In the blink of an eye it's now the end of August. The past week and a half had been a hectic one, took some time to settle stuff, now taking a breather before the next round of rushing. It will happen soon. Am taking advantage of the long weekend to do some housework and other things at home.
Opportunities do not come by very often. When it comes, it's just there for a brief moment and you better be in a position to catch it before it's gone forever. Preparation, anticipation, timing.
Human relations need not be complicated but reality does not always make things easy. No matter how much I strive for simplicity, there will be times when complicated situations will be encountered. Just have to learn to deal with it.
Looking back at the past half year I'm glad to have gotten plenty of travel opportunities, and if all goes well there's a couple more in the pipeline before year-end. Some places I wanted to go I didn't manage to go, but other places popped up unexpectedly and so far they have been pleasant.
If there's one thing that I'm really happy about in the past one year, it's gymming. That's so far the main positive thing that happened. A better toned body, stronger arms, longer endurance. Healthy habits and exercise routine do make a lot of difference. Just have to keep going at it, at least to maintain what I've achieved. Starting was painful and tiring but after a month or two my body got used to it.
Yet I feel a tinge of sadness at times. The loss of two friendships, though it can be mitigated due to the premise that those two never really considered me a friend the way I considered them a friend. One did not know how to appreciate me and the other only wanted to use me. Call me sentimental, call me straightforward, but I consider friendship a serious matter. Unappreciative users and cunning manipulators need not apply.
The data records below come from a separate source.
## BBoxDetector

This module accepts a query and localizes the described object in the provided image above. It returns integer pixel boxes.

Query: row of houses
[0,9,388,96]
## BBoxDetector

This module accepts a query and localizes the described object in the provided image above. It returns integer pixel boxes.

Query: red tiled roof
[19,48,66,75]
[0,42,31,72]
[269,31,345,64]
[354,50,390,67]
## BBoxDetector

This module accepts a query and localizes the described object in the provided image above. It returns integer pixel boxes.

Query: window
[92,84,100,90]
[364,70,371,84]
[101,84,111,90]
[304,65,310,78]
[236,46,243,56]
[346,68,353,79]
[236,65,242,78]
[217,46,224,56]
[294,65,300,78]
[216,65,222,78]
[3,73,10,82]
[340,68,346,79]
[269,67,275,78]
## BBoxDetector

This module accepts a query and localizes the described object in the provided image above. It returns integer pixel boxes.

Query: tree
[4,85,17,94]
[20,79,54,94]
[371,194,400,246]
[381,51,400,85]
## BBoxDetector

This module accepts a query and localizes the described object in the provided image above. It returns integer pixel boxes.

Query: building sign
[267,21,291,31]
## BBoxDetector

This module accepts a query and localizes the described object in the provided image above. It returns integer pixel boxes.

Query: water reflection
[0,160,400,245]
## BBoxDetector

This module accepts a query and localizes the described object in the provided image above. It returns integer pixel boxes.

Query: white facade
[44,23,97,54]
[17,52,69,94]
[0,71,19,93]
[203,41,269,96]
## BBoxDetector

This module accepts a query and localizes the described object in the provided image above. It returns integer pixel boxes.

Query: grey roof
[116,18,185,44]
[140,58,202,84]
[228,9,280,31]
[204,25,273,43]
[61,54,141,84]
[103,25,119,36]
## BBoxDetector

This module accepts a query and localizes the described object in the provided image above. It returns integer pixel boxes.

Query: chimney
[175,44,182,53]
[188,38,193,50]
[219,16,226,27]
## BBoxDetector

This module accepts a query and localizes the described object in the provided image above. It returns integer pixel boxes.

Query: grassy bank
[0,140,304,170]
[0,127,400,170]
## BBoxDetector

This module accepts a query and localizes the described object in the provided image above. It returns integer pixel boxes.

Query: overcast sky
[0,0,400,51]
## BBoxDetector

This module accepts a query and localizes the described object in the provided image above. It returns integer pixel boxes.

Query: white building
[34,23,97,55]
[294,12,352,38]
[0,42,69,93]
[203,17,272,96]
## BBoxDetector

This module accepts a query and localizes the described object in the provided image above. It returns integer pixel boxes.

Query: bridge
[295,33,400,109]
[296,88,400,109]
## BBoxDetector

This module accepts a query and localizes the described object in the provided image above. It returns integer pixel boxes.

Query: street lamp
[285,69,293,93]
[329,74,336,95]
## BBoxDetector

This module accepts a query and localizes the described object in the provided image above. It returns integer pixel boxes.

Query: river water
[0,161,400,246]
To me, if the person doesn't know how to appreciate me, I'd keep a distance. Don't get involved whether romantically or otherwise. And I'd repeat what I read in a book some years ago: "People like to help but hate being used." Though I can't remember the book title, it's the meaning of that sentence that matters.
I really cannot understand why a person would screw up a friendship just to save money on some things. Is it worth doing so? Either that person has a warped, distorted view of friendship or I was merely a person to be used in the first place, and that means that person never considered me a friend all this while. Perhaps some things I can't comprehend because my mind is not as devious as theirs. You do not inconvenience your friend for the sake of your own convenience unless you have no conscience or a warped sense of ethics.
Nor can I comprehend why a person would become so blind and unable to appreciate someone who genuinely cared. Only to realize the mistake when it's too late, but the damage has been done, and I never forget what people did to me. Just too bad that you lost me, you just have to find another person because you are nothing but a stranger to me now.
Not everyone can be a friend, and fewer are those with potential to be a life partner. One friend is too few, one enemy is too many. Whether we like it or not we have to strive for harmony in our dealings with other people, as what we say or do is going to come back to us sooner or later.